Это начало распада определенных устоев, это сомнение в своем прошлом и настоящем и незнание своего будущего.
Может быть, играть нужно, совсем не вытягивая смысл речево, текстово, а напротив, пряча его, но сознавая.
И линию Ракитина все время проверять в том смысле, чтобы не остаться в рамках «неразделенной любви».
Тут — тема попадания «в арьергард», тема устаревания. Они оба как бы находятся в момент изменения взгляда на мир и пытаются отдать себе отчет в этом. Его монологи не просто монологи ревнующего или обиженного человека. Это попытки разгадать, что сдвинулось в мире. Это пьеса о том, что в мире что-то сдвинулось. Как если бы в первый раз люди почувствовали толчок землетрясения, еще не зная из истории, что это такое.

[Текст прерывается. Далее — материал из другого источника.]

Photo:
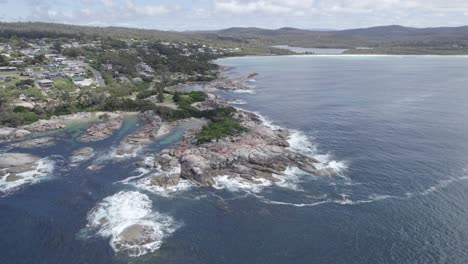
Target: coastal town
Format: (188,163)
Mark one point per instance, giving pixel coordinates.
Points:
(44,77)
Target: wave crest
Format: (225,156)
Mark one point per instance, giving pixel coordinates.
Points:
(128,220)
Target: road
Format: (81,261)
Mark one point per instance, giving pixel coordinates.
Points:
(97,75)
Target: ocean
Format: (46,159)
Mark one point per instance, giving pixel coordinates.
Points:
(395,128)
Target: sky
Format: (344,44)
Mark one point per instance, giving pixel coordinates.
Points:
(183,15)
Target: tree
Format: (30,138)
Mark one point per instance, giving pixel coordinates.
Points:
(161,95)
(176,97)
(39,58)
(33,95)
(57,46)
(3,60)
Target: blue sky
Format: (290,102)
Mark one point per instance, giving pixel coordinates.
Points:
(216,14)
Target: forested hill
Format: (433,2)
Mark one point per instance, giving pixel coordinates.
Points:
(384,39)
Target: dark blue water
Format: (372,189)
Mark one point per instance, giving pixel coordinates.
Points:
(400,125)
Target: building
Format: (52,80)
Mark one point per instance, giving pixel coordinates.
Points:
(59,59)
(17,62)
(28,72)
(107,67)
(45,83)
(5,69)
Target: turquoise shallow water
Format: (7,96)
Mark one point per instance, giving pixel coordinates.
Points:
(397,125)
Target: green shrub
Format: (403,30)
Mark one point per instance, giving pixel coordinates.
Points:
(29,117)
(220,129)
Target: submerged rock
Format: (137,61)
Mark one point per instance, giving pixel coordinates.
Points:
(165,180)
(82,154)
(17,169)
(102,129)
(16,160)
(9,133)
(35,143)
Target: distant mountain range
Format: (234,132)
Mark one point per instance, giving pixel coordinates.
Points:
(392,39)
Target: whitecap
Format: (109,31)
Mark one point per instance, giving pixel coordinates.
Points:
(237,102)
(146,175)
(249,91)
(299,142)
(128,220)
(238,184)
(145,184)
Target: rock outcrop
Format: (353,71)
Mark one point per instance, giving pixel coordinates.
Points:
(13,165)
(261,153)
(35,143)
(82,154)
(9,133)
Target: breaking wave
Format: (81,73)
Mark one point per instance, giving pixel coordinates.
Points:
(249,91)
(128,220)
(237,184)
(145,176)
(300,143)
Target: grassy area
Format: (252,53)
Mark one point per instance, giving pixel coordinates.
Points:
(220,129)
(168,102)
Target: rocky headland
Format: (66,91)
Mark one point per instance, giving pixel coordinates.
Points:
(262,153)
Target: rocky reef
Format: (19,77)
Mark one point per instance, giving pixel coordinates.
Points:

Да, конечно, все это как будто бы общие разговоры. Но если спектакль не будет пропитан всем этим, наша попытка прочесть Тургенева сегодняшними глазами все равно окажется половинчатой. Мы уйдем оттого, что было когда-то в добром старом театре, и не придем ни к чему новому.
Однако теперь, когда уже сказано, кажется, все, приходится перейти к самому, может быть, трудному. Дело в том, что как бы хорошо ни было понято содержание, оно выражается совсем не только в ясности звучания смысла текста, а в чем-то более сложном; оно выражается в построении роли, в точном внутреннем рисунке при полной легкости произнесения текста.